Cheeger's inequality can be used to relate the size of the worst cut in the graph to the eigenvalue gap of a simple random walk on that graph. I am wondering if it possible to extend this result to directed graphs.
I state a possible generalization of Cheeger's inequality next. I am asking first about its correctness and secondly about whether any results along these lines are known or possible.

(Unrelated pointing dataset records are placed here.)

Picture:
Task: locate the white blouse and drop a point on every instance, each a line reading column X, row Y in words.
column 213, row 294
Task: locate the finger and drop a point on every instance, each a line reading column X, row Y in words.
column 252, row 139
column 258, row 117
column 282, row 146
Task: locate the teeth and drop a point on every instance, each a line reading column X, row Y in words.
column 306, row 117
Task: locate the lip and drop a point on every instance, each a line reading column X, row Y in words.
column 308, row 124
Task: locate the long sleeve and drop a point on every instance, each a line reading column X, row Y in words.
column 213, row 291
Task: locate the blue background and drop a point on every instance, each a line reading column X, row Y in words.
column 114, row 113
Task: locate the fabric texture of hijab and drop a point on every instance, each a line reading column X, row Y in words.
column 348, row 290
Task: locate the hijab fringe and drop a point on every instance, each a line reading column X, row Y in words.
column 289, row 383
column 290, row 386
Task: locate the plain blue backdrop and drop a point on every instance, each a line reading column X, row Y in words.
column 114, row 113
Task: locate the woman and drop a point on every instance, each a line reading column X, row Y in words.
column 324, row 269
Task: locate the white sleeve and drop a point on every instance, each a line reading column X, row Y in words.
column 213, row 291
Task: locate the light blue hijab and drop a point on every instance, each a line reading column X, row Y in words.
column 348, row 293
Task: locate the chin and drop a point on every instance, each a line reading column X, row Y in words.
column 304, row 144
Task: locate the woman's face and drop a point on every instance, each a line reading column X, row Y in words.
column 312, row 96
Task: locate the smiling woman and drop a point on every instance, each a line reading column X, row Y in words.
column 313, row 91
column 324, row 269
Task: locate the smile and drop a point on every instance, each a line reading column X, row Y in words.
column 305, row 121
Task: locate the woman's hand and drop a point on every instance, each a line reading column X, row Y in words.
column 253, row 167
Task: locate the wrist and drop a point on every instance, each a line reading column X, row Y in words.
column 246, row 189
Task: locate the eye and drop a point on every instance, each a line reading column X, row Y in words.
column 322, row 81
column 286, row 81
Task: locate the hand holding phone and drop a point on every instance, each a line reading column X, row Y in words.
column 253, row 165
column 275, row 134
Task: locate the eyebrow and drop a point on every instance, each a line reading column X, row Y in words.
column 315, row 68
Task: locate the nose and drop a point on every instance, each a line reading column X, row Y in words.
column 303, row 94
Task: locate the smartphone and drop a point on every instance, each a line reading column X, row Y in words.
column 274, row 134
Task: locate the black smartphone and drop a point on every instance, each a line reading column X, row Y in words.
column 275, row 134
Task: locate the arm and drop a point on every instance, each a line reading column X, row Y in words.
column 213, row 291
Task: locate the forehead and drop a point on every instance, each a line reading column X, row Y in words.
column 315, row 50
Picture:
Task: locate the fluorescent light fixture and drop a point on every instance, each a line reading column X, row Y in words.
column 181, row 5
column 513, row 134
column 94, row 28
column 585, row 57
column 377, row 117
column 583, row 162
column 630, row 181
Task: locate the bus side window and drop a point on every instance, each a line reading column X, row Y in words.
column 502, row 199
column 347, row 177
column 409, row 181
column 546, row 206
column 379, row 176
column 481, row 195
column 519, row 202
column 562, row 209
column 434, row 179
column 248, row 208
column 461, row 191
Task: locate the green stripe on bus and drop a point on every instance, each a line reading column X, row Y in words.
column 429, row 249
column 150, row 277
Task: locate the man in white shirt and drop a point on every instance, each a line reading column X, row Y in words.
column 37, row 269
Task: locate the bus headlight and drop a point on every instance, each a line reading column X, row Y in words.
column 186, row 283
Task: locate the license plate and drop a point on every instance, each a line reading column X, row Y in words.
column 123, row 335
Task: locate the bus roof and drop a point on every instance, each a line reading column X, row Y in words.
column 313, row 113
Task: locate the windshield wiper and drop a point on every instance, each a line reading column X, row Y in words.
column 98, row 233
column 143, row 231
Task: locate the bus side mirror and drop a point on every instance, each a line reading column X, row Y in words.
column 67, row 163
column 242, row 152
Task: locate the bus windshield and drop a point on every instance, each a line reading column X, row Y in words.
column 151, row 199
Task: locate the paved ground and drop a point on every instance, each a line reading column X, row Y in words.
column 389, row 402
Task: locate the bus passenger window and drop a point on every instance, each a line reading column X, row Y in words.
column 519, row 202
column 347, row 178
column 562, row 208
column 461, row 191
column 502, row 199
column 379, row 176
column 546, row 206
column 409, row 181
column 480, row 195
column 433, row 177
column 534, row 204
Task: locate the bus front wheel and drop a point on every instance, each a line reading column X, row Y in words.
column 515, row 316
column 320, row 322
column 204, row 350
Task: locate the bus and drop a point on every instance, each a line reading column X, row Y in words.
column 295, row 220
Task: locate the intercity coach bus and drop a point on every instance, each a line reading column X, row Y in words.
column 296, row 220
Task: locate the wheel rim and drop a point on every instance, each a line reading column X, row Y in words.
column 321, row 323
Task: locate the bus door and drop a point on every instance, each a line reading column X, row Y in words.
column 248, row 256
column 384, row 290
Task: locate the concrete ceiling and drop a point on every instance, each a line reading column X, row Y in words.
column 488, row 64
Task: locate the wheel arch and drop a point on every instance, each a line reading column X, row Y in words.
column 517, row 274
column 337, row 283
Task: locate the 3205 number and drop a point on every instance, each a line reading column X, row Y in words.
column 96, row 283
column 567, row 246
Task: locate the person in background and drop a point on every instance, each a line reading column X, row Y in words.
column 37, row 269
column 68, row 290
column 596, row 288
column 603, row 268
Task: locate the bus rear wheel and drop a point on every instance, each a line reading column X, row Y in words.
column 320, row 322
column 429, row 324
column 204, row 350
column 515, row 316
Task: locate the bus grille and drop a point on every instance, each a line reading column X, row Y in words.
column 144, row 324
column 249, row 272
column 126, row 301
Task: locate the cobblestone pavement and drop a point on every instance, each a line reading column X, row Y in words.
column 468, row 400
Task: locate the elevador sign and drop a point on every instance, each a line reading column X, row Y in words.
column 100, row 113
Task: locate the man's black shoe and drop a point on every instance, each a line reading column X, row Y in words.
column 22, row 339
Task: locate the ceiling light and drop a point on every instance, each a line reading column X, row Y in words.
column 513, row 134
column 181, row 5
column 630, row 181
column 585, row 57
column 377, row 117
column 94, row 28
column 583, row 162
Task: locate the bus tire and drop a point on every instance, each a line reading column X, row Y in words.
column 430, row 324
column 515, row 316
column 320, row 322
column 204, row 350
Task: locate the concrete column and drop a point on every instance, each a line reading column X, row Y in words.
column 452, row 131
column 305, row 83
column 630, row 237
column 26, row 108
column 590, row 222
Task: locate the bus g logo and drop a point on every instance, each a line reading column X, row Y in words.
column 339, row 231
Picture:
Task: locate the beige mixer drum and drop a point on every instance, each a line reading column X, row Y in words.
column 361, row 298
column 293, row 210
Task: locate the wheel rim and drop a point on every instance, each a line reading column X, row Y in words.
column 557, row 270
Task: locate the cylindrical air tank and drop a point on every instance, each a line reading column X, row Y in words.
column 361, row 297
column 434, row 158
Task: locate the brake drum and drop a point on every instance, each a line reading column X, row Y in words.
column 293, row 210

Let $G=(V,E)$ be a strongly connected directed graph. Consider the lazy random walk on $G$: this is the Markov chain whose transition probability matrix is $P_{ii} = 1/2$, $P_{ij}=1/d(i)$ if $(i,j) \in E$, where $d(i)$ is the out-degree of node $i$, and $P_{ij}=0$ otherwise.
Let $\pi$ be the unique left eigenvector corresponding to the eigenvalue $1$. Naturally, define $\pi(S) = \sum_{i \in S} \pi(i)$. Then the Cheeger constant of $P$ may be defined as $$ h(P) = \min_{S \subset V} \frac{\sum_{i \in S, j \in S^c} \pi(i) P_{ij}}{\pi(S) \pi(S^c)}$$
Now if $G$ is undirected, the part of Cheeger's inequality I am interested in says that $$ 1 - \lambda_1 \geq \Omega(h(P)^2)$$ where $\lambda_1$ is the largest eigenvalue of $P$ not equal to $1$.
In the directed case, the eigenvalues are no longer real. Nevertheless, one can define $\lambda$ to be the largest absolute value of any eigenvalue of $P$ not equal to $1$. Then, is it true that
$$ 1 - \lambda \geq \Omega (h(P)^2)$$ Alternatively, is any sort of result along these lines possible, perhaps with different definition of Cheeger constant?
The only reference I was able to find was Laplacians and the Cheeger inequality for directed graphs, F. Chung, Annals of Combinatorics, 2005 (see also these lecture notes). However, the main results of that paper appear to be different than what I'm asking about. In particular, this paper seems to prove a form of Cheeger's inequality for a certain symmetric matrix, though the symmetric matrix is derived from a directed graph.